Giving Your Home to Someone: Financial Planning Ramifications

A number of tax considerations apply to gifts of real property: 

  • You must pay the gift tax to the Internal Revenue Service. You must also pay any applicable state gift tax. The federal gift tax applies to real estate conveyances between individuals for no consideration, or token consideration.
  • Unless the gift goes to your spouse, the transfer of a home property incurs gift and inheritance taxes payable to the Internal Revenue Service by filing Form 709. As the IRS explains, if the recipient ever decides to sell the gift, the recipient’s cost basis will be the same as the cost basis you originally paid for the house. Therefore, if you give a house to a child, that child will one day pay taxes on the (typically steep) capital gains—reflecting taxes due for appreciation of the property value. This means your child will not later qualify to claim the stepped-up cost basis that beneficiaries of wills enjoy to offset capital gains.
  • The recipient of your gift need not declare it as income.
  • If the property earns income after the conveyance, the recipient will owe state and federal income taxes.

If you own your home as part of a joint tenancy, a tenancy by the entirety, or as community property with the right of survivorship, the gift must be authorized by all grantors’ signatures. Spouses must release marital rights with their signatures—even spouses with no interest in the property described in your gift deed.

Alternatives to Conveying Property by a Gift Deed

There are several benefits to selecting popular alternatives to the gift deed. Here are some prominent categories. (You can find more examples and descriptions here.)

The Revocable Trust

This is a living trust—a document setting forth how your property will be managed—which you can dissolve or amend as you see fit. Such trusts serve to keep assets from going through probate, where they can be contested. Note that your home will continue to be part of your taxable estate.

When you die or become unable to control the trust, a successor trustee steps into your place. You may name a corporate, unbiased trustee.

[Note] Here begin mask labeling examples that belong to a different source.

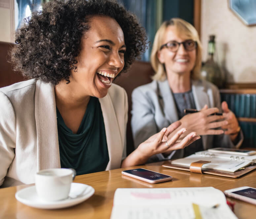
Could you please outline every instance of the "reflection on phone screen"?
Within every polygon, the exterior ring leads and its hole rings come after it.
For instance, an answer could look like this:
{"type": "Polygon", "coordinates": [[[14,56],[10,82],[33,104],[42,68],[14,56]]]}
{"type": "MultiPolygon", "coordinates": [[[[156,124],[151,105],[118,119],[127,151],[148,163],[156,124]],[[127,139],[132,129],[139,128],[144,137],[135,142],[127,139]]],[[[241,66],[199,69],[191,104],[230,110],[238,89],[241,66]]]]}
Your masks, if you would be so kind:
{"type": "Polygon", "coordinates": [[[256,189],[252,188],[249,188],[242,190],[232,192],[232,193],[256,199],[256,189]]]}
{"type": "Polygon", "coordinates": [[[123,172],[130,173],[137,176],[143,177],[145,179],[151,180],[156,180],[170,177],[170,176],[168,175],[162,174],[161,173],[156,173],[153,171],[141,168],[135,169],[134,170],[125,170],[123,172]]]}

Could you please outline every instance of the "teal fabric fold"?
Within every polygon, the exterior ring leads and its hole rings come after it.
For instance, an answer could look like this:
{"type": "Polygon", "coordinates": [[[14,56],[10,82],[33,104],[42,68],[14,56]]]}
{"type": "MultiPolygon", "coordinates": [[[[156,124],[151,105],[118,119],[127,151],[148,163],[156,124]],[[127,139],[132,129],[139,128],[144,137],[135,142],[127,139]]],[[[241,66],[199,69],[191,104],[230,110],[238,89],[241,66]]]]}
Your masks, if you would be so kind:
{"type": "Polygon", "coordinates": [[[57,108],[56,111],[61,168],[73,168],[77,175],[105,170],[109,158],[98,99],[90,97],[76,134],[66,125],[57,108]]]}

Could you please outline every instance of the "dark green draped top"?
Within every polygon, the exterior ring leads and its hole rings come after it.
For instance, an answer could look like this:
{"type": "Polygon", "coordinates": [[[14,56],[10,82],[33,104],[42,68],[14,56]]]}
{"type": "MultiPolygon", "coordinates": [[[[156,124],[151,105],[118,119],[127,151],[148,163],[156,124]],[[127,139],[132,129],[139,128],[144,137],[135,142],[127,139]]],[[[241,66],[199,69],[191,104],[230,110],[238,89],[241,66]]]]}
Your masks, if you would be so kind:
{"type": "Polygon", "coordinates": [[[98,99],[91,97],[76,134],[65,125],[56,109],[60,166],[77,175],[105,170],[109,158],[103,116],[98,99]]]}

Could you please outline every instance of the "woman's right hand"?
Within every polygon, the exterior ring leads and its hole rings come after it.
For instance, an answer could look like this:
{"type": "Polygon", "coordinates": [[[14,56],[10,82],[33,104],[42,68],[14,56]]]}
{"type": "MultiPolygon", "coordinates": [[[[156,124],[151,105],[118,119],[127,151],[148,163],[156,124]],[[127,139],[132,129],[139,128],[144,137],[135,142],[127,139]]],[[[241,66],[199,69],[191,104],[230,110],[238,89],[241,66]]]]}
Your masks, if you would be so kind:
{"type": "Polygon", "coordinates": [[[181,140],[181,136],[187,131],[184,128],[181,129],[172,137],[169,137],[171,133],[175,130],[180,124],[179,121],[174,122],[168,128],[164,128],[159,132],[143,142],[123,160],[122,167],[144,164],[153,155],[184,148],[200,138],[200,136],[193,132],[186,135],[181,140]]]}
{"type": "Polygon", "coordinates": [[[179,121],[182,126],[187,128],[185,134],[193,131],[200,135],[221,134],[224,131],[215,129],[226,125],[228,122],[223,115],[211,115],[218,112],[217,108],[208,109],[205,105],[200,112],[186,115],[179,121]]]}

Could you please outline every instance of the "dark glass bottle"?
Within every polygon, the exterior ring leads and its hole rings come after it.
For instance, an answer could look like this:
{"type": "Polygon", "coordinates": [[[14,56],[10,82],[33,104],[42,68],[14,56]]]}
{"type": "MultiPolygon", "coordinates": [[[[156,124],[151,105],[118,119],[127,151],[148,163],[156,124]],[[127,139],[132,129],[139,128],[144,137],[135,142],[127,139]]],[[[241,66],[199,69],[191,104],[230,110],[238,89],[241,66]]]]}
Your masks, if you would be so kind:
{"type": "Polygon", "coordinates": [[[221,69],[214,60],[215,52],[215,36],[210,35],[209,38],[208,42],[208,58],[202,67],[201,77],[221,88],[223,86],[225,78],[221,69]]]}

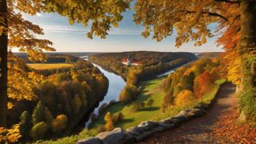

An advantage to conveying your home at death through a revocable trust, rather than making a gift of the home within your lifetime, is the stepped-up tax basis. This can spare the recipient significant capital gains taxes.

The Irrevocable Trust

With an irrevocable trust, you direct a trustee to manage the trust for a certain outcome. Then, assets, income, and tax returns are shifted to a trustee’s management and control. 

Trust assets will pass to your chosen beneficiary upon your death. 

The advantage? An irrevocable trust bypasses probate and estate tax. The drawback? This type of trust creates restrictions on selling, refinancing, and having access to the equity of your home while you are alive. 

The Transfer on Death Deed

Some states now allow transfer on death deeds for real estate, to convey home ownership after your death. If your state allows it, you may fill out an Affidavit of Death form, sign it with a notary, and thereby convey your home to the beneficiary of your choice.

A transfer on death contains no warranty to protect recipients from claims after they receive the property. Should you have any loans or agreements on the property, these obligations will pass, after your death, to the recipient.

Finishing Up the Gift: Recording the Deed  

Record your gift deed in the county where the property is located. The recorder’s office can tell you which materials to append to your filing, the amount of the fee, and accepted payment types. Some states (North Carolina, for example) require the recording of a gift deed within two years, or the gift is void.

Please note that this article is intended as general information for our readers. It is not a substitute for an attorney’s case-specific advice. Contact a lawyer if you have case-specific questions about gift deeds. Should you have questions concerning state or federal tax law, consult your tax specialist.